Tushar Jamdade - GSoC 2025

Project Information

Name	Tushar Jamdade
Email	tusharnjamdade@gmail.com
Organization	Data for the Common Good (D4CG)
Mentor	Steve Krasinsky
Project Repo	pcdc-analysis-notebook
Contributors	GSoC Contributors at D4CG
Technologies	R, Docker, Apache Spark, RStudio, Shiny

Overview

Dockerized R/Shiny Application for PFB AVRO Biomedical Data Analysis

This project provides a Dockerized RStudio-based Shiny application for analyzing biomedical data stored in AVRO files using the Portable Format for Biomedical (PFB) standard. The system leverages Apache Spark to read and process large AVRO files, flattening complex hierarchical structures into tidy tabular formats for downstream analysis.

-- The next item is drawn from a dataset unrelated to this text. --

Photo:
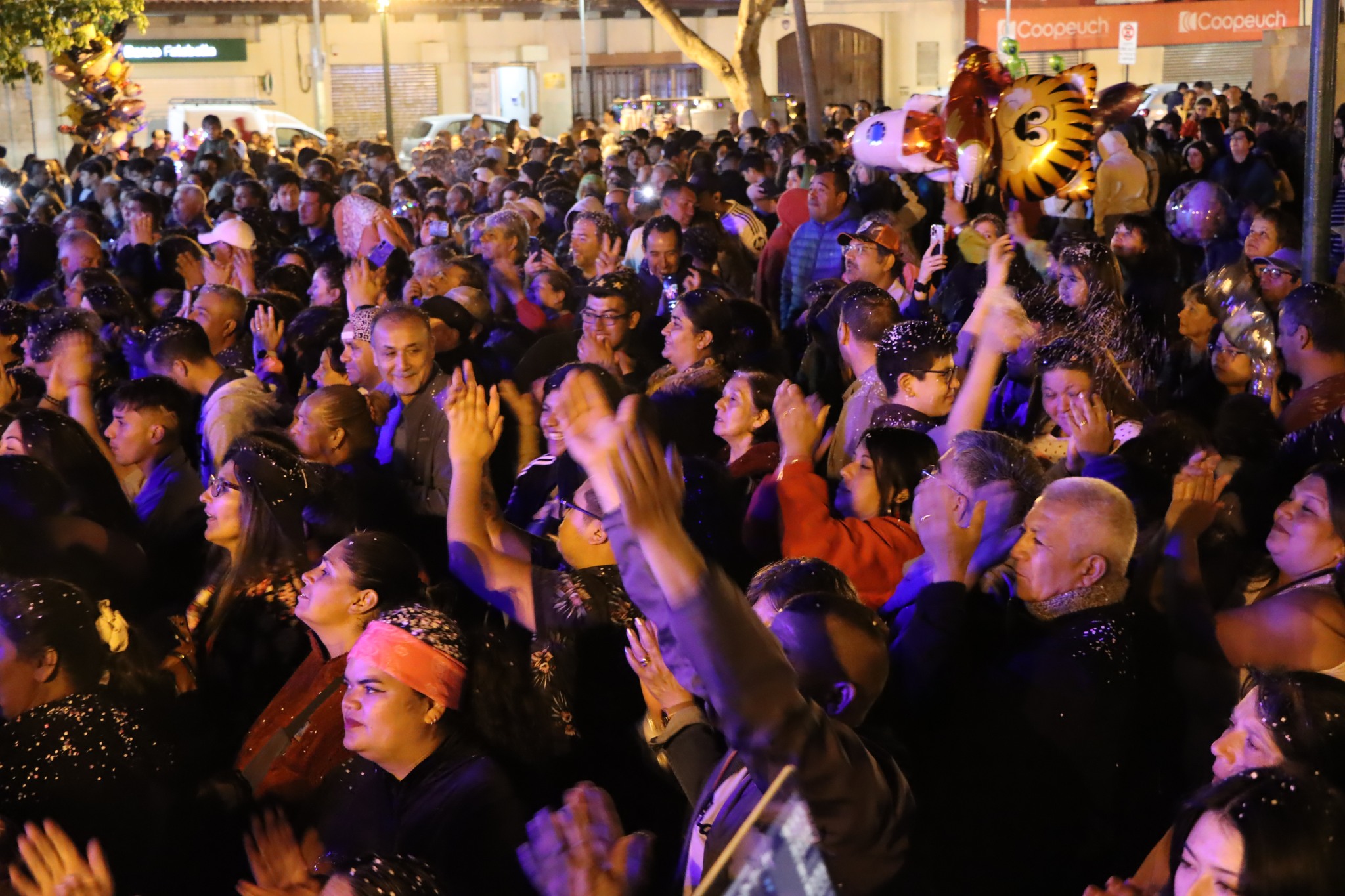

Users can explore entities and observation nodes, generate percentage distributions, and perform survival analyses (Kaplan–Meier). A configurable Table-1 feature allows the selection of covariates and statistical comparisons when grouping is applied. Outputs (Excel, PNG) are download ready for reporting.

Workflow

Users upload a file in the PFB AVRO format. Valid files expose available entities, while invalid files generate an error. Core entities such as person, subject, timing, and survival_characteristics are included by default, as they are required for survival analysis (OS and EFS curves). Additional entities may also be selected by the user. AVRO nested data

Example: nested AVRO structure before flattening.

The application flattens nested records into a tidy table, preserves relationships, and merges entity-level information to create a single dataset that can be further used for analysis.

Example: flattened and merged data for further processing.

Percentage Distribution

After flattening, all categorical variables are displayed in a dropdown. Users can select variables to compute percentage distributions and download the results as Excel or PNG.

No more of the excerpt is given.